KKR’s $4.8 billion exit marks a 15X return over three years on its equity investment, inclusive of distributions. In comparison, the CoolIT exit is five times larger than KKR’s $3 billion sale of CHI Overhead Doors to Nucor Corp. four years ago, when workers received on average $175,000 in payouts. Since 2011, 85 KKR portfolio companies have awarded billions of dollars in equity to more than 190,000 non-senior management employees globally.  

Photo by Ownership Works.

CoolIT demonstrates the power of a true ownership culture in driving meaningful results for both companies and employees,” says Stavros. “When employees are owners, they have a direct stake in the company’s success and help drive the innovation and execution that fuel long-term growth.”

CoolIt’s 650 employees will receive average payouts of $240,000, along with financial coaching and tax preparation to help maximize earnings. The longest-tenured workers received payouts of more than eight year’s worth of annual pay, while those who joined this year received the equivalent of a full year’s salary. 

As in most private equity exits, senior management and executives likely saw significant larger payouts. 

Value-add strategy

Under KKR’s ownership, CoolIT has grown into one of the largest liquid cooling providers to the hyperscalers and co-location operators running AI data centers. CoolIT’s cooling helps them improve equipment performance and improve operational spending, as well as lower energy usage, carbon emissions and water consumption. 

KKR said CoolIT’s solutions delivered nearly 2.2 billion kilowatt-hour in energy savings for its customers last year. Some of those customers include chipmakers such as Nvidia and Advanced Micro Devices. Also during KKR’s ownership, the company added over 300 jobs, expanded its manufacturing footprint and coolant distribution capacity. 

Ecolab’s purchase of CoolIT is part of its growing focus on AI infrastructure like data centers and semiconductors. Data centers and chip fabs are water- and energy-intensive. That gives the company an opportunity to meet demand for water recycling and cooling solutions. 

“AI is transforming the demands on data centers, and liquid cooling is one of the critical technologies that makes advanced computing possible,” said Ecolab’s Christophe Beck

“This acquisition expands our role in serving the AI ecosystem — semiconductor fabs that manufacture chips, power plants that fuel the chips, and data centers that utilize the chips — and positions Ecolab as the partner that the world’s largest technology companies rely on to grow responsibly and sustainably.”

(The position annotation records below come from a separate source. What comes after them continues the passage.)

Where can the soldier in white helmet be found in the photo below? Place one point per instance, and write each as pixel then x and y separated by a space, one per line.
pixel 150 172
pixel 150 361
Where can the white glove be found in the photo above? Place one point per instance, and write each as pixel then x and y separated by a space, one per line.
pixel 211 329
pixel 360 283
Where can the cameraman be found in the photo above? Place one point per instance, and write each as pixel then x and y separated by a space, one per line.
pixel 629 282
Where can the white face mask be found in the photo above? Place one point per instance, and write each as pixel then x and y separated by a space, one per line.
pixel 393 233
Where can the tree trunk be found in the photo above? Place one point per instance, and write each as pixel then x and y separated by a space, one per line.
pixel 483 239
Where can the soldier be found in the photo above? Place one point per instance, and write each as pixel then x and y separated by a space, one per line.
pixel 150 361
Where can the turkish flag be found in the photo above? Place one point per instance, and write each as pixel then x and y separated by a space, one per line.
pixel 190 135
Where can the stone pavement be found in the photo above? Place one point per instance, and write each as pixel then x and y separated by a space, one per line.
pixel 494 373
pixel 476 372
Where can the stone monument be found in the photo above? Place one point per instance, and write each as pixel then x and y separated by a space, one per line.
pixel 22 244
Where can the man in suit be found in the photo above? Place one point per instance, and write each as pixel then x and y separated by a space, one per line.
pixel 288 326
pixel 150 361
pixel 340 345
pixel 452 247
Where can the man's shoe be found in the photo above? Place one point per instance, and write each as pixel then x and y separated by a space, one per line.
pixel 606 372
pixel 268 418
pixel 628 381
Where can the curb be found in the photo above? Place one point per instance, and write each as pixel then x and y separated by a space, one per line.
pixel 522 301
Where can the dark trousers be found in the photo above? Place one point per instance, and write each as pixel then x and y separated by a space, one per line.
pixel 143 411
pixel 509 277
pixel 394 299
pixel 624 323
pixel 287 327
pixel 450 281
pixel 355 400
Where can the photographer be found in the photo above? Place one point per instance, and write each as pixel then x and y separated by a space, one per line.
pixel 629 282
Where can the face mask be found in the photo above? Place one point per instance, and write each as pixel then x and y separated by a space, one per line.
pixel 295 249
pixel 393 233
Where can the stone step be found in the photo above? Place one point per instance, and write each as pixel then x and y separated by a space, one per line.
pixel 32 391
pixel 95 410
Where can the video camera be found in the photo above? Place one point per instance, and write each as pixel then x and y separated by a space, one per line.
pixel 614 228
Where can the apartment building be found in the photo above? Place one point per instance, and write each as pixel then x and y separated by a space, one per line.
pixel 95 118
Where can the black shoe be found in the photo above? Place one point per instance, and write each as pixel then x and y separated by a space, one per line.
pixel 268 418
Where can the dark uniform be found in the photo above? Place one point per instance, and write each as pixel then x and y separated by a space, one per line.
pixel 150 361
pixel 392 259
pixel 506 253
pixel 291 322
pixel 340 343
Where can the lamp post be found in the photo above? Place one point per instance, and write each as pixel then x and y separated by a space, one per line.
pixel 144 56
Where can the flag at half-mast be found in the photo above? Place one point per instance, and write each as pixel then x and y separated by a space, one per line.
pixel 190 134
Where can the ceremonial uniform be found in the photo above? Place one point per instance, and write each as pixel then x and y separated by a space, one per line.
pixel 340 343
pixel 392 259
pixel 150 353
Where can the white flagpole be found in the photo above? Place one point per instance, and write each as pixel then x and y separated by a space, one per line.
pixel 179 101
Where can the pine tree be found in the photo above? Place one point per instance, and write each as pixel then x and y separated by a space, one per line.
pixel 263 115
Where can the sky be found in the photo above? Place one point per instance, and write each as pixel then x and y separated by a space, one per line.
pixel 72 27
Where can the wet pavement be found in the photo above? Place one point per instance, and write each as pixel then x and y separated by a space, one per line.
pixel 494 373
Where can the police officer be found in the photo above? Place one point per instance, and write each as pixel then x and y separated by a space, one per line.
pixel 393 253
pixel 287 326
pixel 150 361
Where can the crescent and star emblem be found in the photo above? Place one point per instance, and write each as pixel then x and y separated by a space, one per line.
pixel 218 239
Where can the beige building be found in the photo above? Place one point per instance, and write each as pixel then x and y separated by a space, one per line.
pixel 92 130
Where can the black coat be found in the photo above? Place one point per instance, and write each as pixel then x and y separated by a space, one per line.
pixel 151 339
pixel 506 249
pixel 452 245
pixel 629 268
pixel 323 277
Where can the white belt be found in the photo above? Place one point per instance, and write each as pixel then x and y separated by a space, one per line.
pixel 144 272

Ecolab says it expects CoolIT to generate about $550 billion in sales over the next year. 

Global expansion

KKR’s investment in CoolIT came from its $2.8 billion second Global Impact Fund. The ownership exit was the strategy’s first in the North America region. 

Since Stavros launched Ownership Works in 2022, the nonprofit has recruited dozens of private equity partners to share a slice of their equity upside with workers of their portfolio companies, including The Riverside Company, which has committed to launch shared-ownership programs across its buyouts portfolio. 

Broad-based equity programs at more than 180 companies in the Ownership Works network have generated over $11 billion in value for workers. Of that, $1.3 billion has been distributed, with another $10 billion expected in future payouts. 

“We have aspirations for this movement to be a global movement,” says Ownership Works’ Miller. “And in many ways, like in this one tent in Calgary, this felt like a moment of more global impact given the workers from many, many different parts of the global being represented in this workforce.”

The private equity shared-ownership model can be flexible to create value for workers across public companies, family-owned businesses and even small businesses, Miller said. “Our hope as an organization is that there will be enough models that proliferate that will work for businesses of various structures that will all lead to incredible outcomes for workers.”

Ownership Works plans to set up a hub in Europe and expand its US presence through regional offices. Last year, Ownership Works opened its first international office in Tokyo, Japan.

“We’re trying to think of as many ways as we can to inspire investors and business leaders to implement the model by continuing to be a part of creating great case studies of how this moves the needle for company performance, and how it can move the needle for employees, families and communities,” Miller says.